2023 - Nevada, Colorado, Arizona, and Utah
Approach to the Grand Canyon - Wednesday, June 21
We drove from Las Vegas, Nevada into Arizona, then Utah. In Hurricane, Utah, we stopped for a late lunch at Lonny Boy’s BBQ. They had a good, friendly atmosphere and the best bathroom signs I've seen in a while. They proclaim they were voted 'the best in the region' but the food seemed merely acceptable. So we decided, okay, no more barbeque in this region.
We are spoiled by our hometown Frederick being a foodie spot. We came to Lonny Boy's during its off hours, after the lunch rush. Most of the food was pretty okay. And the one thing the restaurant made for us on the spot (because they were out) was the fried cauliflower and it was the best item we received. I haven't had fried cauliflower before but I really enjoyed this stuff. It made me wonder if the rest of the plate would have been better if it had been made fresh. Seems likely.
Driving conversation observations:
1. Utah in this corner is a lot like Arizona, no surprise
2. The border with Arizona is flocked with liquor stores even though Utah is a not dry state
3. We guess Utah has higher liquor taxes
Grand Canyon - Thursday, June 22
This was the first day of doing more than traveling. We weren't just walking around small towns. We drove from our Quality Inn in Kanab, Utah to the north side of the Grand Canyon, Arizona. The north side of the canyon is the less popular one. The geography is more difficult, so the area offers fewer options for places to stay. That's why our drive took hours, mostly in the dark.
At the Grand Canyon National Park, we discovered the staff wouldn't let us into the buildings. During the winter and spring, heavy snows had burst the park's pipe system during the melt.
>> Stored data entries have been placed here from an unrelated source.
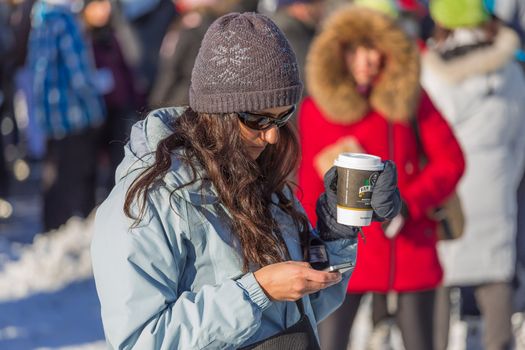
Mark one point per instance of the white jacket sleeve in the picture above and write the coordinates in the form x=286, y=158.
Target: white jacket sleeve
x=138, y=273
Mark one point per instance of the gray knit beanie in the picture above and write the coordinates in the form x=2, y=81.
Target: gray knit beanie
x=244, y=64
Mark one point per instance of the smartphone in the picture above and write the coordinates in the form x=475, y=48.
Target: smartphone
x=342, y=268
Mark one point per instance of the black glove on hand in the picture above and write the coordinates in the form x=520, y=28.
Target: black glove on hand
x=326, y=209
x=386, y=201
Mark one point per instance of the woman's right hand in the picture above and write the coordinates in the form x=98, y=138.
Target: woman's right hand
x=291, y=280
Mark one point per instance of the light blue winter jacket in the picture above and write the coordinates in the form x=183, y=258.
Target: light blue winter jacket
x=176, y=281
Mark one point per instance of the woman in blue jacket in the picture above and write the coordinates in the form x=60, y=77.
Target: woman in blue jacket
x=201, y=243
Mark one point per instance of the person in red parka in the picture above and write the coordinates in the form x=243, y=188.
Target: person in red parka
x=362, y=74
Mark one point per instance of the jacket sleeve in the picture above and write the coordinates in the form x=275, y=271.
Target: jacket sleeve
x=328, y=300
x=138, y=273
x=445, y=162
x=310, y=183
x=339, y=251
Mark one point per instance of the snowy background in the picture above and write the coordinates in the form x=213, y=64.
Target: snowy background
x=48, y=298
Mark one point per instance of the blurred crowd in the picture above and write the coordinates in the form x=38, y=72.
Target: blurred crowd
x=437, y=86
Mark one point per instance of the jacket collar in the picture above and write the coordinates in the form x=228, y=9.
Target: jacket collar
x=394, y=95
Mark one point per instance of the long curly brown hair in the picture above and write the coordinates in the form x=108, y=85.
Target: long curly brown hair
x=244, y=186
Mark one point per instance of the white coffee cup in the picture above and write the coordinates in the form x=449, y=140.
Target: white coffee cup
x=357, y=174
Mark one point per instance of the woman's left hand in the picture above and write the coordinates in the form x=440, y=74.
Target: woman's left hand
x=386, y=200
Park staff were bringing the buildings online in stages. In this third stage during which we'd arrived, the park had endured a setback. They had been trucking about 20,000 gallons of water up the mountain each day while they re-initiated the fixed pipe system. But the first attempt at putting water in the pipes revealed more broken pipes than had been visible before. (The pipes are underground so big leaks had essentially been hiding these smaller leaks.)
We wanted coffee but there was none to be had except for staff. The staff took pity on us after a bit, though, and brought up coffee for us. (Yay!) After, we hiked around the north rim of the canyon following the staff recommendations.
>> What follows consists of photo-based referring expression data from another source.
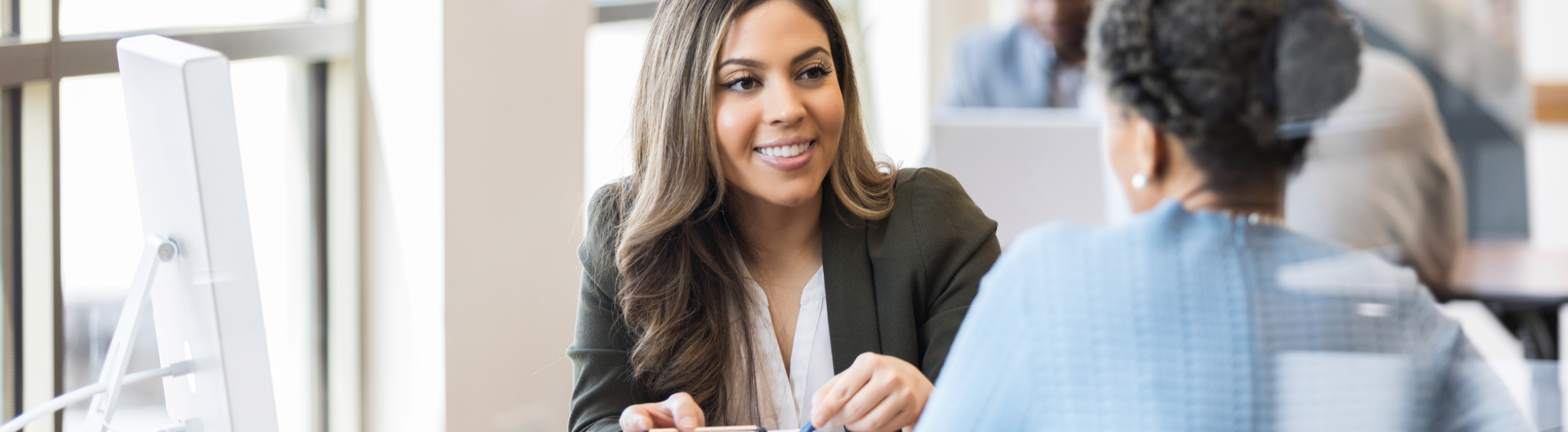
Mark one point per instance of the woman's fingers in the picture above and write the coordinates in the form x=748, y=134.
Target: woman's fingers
x=867, y=398
x=844, y=387
x=688, y=415
x=678, y=412
x=893, y=414
x=875, y=393
x=639, y=418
When we returned to the buildings of the north side visitor center, we hooked up with the Grand Canyon Mule Rides company. We had bought positions in their tour down into the canyon and back.
The ride down is easier on the mules but harder on the people. The trail is rough and you have to continuously lean back to keep from being thrown forward and off your mount. From the beginning of what would seem to be a light effort led by our animals, we were working pretty hard.
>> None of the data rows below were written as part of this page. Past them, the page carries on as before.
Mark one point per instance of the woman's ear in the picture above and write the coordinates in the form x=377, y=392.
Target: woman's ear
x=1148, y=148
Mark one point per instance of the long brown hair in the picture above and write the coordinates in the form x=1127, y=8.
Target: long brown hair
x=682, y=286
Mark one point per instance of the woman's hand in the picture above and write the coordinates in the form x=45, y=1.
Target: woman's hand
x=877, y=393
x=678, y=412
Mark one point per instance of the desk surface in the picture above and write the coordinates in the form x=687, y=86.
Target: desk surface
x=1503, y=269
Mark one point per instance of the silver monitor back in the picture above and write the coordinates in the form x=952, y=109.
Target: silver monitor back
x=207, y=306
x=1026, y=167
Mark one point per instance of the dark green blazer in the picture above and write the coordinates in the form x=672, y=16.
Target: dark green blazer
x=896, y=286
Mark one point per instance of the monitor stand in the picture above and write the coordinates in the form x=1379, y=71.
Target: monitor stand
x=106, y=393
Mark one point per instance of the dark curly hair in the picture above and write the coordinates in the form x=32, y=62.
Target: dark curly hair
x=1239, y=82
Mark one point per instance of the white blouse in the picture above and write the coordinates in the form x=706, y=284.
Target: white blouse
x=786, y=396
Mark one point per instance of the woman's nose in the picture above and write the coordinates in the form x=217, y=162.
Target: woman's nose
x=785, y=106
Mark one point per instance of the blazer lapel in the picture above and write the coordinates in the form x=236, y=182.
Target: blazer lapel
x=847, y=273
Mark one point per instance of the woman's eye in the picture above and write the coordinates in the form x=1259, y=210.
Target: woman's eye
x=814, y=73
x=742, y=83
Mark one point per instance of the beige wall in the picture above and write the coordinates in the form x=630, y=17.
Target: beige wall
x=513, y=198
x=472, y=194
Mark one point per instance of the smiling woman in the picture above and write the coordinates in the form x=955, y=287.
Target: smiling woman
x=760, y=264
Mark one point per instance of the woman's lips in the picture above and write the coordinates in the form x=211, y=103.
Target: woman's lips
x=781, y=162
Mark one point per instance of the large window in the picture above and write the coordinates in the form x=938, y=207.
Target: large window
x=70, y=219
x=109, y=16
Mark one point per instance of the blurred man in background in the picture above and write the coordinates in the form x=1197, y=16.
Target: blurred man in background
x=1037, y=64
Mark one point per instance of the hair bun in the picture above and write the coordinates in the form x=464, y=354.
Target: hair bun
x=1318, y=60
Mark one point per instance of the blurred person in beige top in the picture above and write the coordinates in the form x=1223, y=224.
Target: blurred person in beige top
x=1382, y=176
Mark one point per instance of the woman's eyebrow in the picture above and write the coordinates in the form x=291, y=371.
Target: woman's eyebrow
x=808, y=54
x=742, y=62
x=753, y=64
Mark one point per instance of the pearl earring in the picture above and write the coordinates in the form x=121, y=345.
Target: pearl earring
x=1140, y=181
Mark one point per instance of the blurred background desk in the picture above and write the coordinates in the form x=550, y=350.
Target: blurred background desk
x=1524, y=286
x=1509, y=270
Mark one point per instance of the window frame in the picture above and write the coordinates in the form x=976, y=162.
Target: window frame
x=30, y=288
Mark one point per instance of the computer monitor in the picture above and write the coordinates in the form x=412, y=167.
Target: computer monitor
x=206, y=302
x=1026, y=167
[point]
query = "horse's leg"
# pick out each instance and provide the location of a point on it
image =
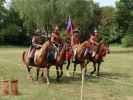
(57, 71)
(46, 72)
(86, 63)
(74, 69)
(82, 66)
(94, 66)
(37, 70)
(42, 74)
(29, 73)
(98, 68)
(61, 69)
(67, 68)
Diane's mule, Suzie Q, was an angel. Mine, Tom, was a rascal. He tried to give me the brush-off as soon as we entered the trail. (A brush off is when your horse or mule rubs up against a rock wall or tree in the hope of rubbing away the saddle, stirrups, and, with those, a troublesome freeloader - you.) I had to do a bit of negotiation with him. After half an hour, we had settled into our roles and Tom had resigned himself to yet another plod down and up his over-familiar mountain track.
At the midpoint, the humans in our troop dismounted. We shook our legs, reacquainted ourselves with walking, took pictures, got drinks of water, and generally explored the sights of the canyon.
On the way back up, which was an easier ride for me, Tom the mule got tired. As a consequence, he became extremely well behaved. I had to kick him forward a few times and he responded fairly well. He gave me an exhausted sigh each time. On the last stage of the climb, he tried but could not catch Susie Q. The mile uphill had worn him out.
As a bonus, our human guide, Quince, seemed competent about more than horses. He knew about Grand Canyon history, native flora and fauna, and other important details you would expect from a guide. His jokes were terrible, the product of a thousand tellings, but even so they held a bit of charm.
After we finished the Grand Canyon tour, we stopped at a Navajo-run restaurant for lunch. I opted for the Navajo taco, which is based on flatbread the Navajo developed when forced onto their reservation with low rations. It also seemed to be the basis of their dessert, which is ‘fry bread.’ Fry bread is the same light flatbread coated in sugar or powdered sugar. (Probably everyone knows that but me.)